What do I mean with dimwitted magical thinking? That is what most of today’s generation live by and think their lives revolve around. Let me explain. A Mexican comedian and actor Odin Dupeyron once coined the phrase “pensamiento májico pendejo,” and he was referring to people that believe they can do things they really and physically can’t do and are an impossibility.
Mr. Dupeyron gave the example of a person that wants to be an Opera singer, but they can’t carry a tune, and their voice can’t reach pass a particular octave. It is a physical impossibility to achieve that person’s dream to be an Opera singer. However, there are people around him that tell him, he can be anything he wants to be in the world.

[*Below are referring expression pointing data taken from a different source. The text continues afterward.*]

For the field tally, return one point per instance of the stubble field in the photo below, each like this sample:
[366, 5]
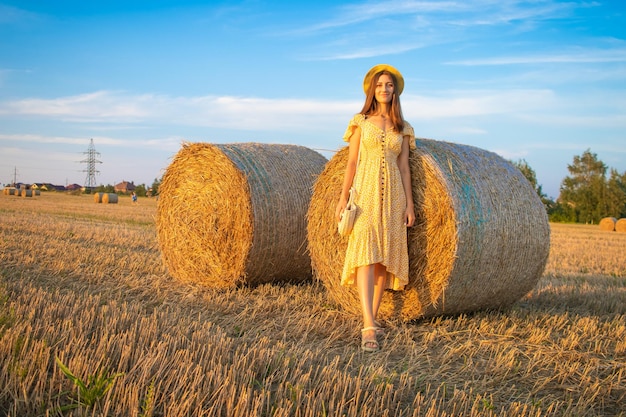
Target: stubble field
[82, 285]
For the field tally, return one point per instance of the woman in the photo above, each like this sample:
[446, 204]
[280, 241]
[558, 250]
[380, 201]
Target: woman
[377, 254]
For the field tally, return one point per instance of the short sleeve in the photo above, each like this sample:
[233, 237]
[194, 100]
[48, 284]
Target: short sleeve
[408, 131]
[355, 122]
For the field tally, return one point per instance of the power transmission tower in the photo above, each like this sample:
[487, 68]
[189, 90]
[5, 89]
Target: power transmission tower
[91, 161]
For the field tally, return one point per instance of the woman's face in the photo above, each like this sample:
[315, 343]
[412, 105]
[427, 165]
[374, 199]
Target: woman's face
[384, 89]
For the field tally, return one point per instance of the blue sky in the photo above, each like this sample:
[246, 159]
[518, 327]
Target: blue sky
[539, 80]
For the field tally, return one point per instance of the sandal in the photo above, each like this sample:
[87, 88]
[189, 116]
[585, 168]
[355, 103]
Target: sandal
[369, 345]
[380, 331]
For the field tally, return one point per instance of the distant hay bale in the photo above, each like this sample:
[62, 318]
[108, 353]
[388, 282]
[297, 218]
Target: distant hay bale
[608, 224]
[109, 198]
[481, 238]
[235, 214]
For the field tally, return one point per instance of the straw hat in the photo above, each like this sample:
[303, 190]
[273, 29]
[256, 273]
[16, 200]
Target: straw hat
[379, 68]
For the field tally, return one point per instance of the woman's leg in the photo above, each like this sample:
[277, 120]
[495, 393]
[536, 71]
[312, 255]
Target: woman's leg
[365, 278]
[380, 275]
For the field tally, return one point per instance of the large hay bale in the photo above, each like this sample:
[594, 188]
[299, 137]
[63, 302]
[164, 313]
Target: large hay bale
[608, 224]
[481, 238]
[109, 198]
[235, 214]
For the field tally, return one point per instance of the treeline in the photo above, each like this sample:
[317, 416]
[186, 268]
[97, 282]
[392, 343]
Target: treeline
[141, 190]
[587, 194]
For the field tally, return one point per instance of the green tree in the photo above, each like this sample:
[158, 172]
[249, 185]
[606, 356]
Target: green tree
[531, 176]
[584, 190]
[615, 203]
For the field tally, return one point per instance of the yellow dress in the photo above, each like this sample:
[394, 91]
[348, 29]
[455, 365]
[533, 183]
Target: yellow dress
[379, 234]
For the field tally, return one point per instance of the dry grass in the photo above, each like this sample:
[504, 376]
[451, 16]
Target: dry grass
[84, 282]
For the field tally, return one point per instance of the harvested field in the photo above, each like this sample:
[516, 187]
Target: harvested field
[84, 282]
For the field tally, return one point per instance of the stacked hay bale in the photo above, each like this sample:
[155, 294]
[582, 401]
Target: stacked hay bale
[608, 224]
[109, 198]
[235, 214]
[481, 238]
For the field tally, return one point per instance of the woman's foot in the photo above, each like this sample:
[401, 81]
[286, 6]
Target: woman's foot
[380, 331]
[368, 340]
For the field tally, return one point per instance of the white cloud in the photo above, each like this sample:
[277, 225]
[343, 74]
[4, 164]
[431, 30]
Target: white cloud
[582, 56]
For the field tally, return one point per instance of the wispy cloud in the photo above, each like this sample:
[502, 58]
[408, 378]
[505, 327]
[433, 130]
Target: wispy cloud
[396, 26]
[165, 144]
[575, 57]
[14, 15]
[242, 113]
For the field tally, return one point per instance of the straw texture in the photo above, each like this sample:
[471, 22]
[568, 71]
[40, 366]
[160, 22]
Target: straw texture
[608, 224]
[481, 238]
[233, 214]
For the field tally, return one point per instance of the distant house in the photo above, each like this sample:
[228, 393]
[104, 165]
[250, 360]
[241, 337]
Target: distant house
[73, 187]
[124, 187]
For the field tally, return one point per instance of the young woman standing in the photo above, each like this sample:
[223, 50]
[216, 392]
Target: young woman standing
[379, 142]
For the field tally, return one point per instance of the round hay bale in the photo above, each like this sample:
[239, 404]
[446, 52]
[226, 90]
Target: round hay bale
[608, 224]
[109, 198]
[481, 238]
[234, 214]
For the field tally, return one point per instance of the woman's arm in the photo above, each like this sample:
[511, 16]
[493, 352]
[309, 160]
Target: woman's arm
[405, 173]
[353, 156]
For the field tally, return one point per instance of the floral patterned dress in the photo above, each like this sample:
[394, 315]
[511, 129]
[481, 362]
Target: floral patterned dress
[379, 234]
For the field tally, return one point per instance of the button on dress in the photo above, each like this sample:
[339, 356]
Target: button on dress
[379, 234]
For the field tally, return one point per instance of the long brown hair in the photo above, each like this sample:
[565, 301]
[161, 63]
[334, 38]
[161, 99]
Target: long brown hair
[371, 104]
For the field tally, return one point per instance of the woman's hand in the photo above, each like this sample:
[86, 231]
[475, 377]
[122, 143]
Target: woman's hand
[341, 206]
[409, 216]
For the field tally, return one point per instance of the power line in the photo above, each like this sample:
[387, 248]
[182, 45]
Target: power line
[91, 161]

Well, in reality, no, you can’t, certain things are physical impossibilities. Like, in this case, this person can’t be an Opera singer.
And like that, I see people living their lives believing physical impossibilities, and they make cosmetic changes to their bodies to make their dream possible. Then they want the rest of the world to go with them in their dreams that their magical ideas are a reality. Dreaming is a healthy way to keep our reality balance. Living in this reality all the time can be painful, but living in a world of fantasy and making that world your everyday reality is dangerous.
For many years, I lived in a dimwitted magical thinking state. I believed several lies, and those lies shaped my personality. I believed I could do things I could not do, and when I went out and did them, I ended hurt. That was when I realized I was living a fantasy of my own making. I could not physically do things, but I wanted them so badly I molded my environment to achieve what I wanted, and the result was catastrophic for me. I wasn’t happy, I was depressed, and I was disappointed because it wasn’t real.
What I wanted, I could not get, and when I molded my environment to get what I wanted, I wasn’t happy because I knew deep inside it wasn’t real. I used to think if others accepted me it will make what I wanted real? But no, I knew deep in my heart, it was not real and I couldn’t get real. Acceptance doesn’t make it real. Deep in your soul, you know, is not real.
So, what did I have to do? I had to accept me as I am, my circumstances as they come, my surroundings as they are, and my reality as it unfolds. I can’t make anyone love me. I can’t make anyone like me. I can’t make anyone want to be near me or believe things that aren’t real. People come and go, and that is life. I am living with my reality. Fantasy is part of my life because I am a fantasy writer. And reality if that place where I eat, breathe, work, and play.
Anyway, to any of you that are struggling with a Dimwitted Magical Thinking pattern, don’t feel alone, I was one of you, and there is a cure. Accept the fact that you can’t change reality. Love you and your surroundings. And create a healthy fantasy where you visit but don’t stay there forever. However, if you are unhappy because you feel you are, want, need, desire, or deserve what you believe, then I say keep trying if trying makes you happy. But remember, we all know; it is not real.